Obi-Wan lay awake on silken sheets. Starlight shone in through the window, soothing and peaceful. But sleep eluded him, for his mind was racing furiously.
Do I love him? As a lover, not just a teacher or friend? Is he everything to me, like the Queens are to each other?
Silently, he traced their lives as Jedi together. From the first moments when they looked at each other and knew they were bonded as master and padawan, to the thousands of missions defending each other through thick and thin, to the quiet times and the softening smiles on Qui-Gon's face.
Qui-Gon's face . . . relaxed, happy, open, as he had seen it this afternoon. Fingers of arousal stabbed upward through Obi-Wan's belly.
"So beautiful," he whispered. Throwing the covers off, he walked over to the window.

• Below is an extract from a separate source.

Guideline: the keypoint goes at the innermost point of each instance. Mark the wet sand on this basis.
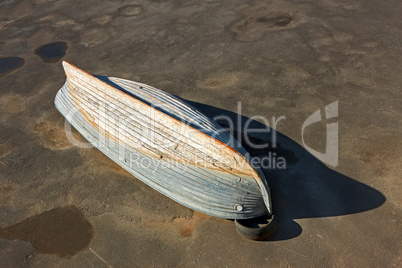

Starlight, so bright here in the galactic core, with no artificial light to obscure it, shone through, lighting up his face with white fire.
"I love him," he whispered to the sky, and knew it to be truth the instant the words were said.
With a silent glance at the door of his room, and a secret smile on his face, Obi-Wan remained standing for several moments at the window, staring silent at the stars. One revelation was enough for tonight, and there would be time enough to discover whether the Force had destined them for each other.
The night of confessions would come soon enough.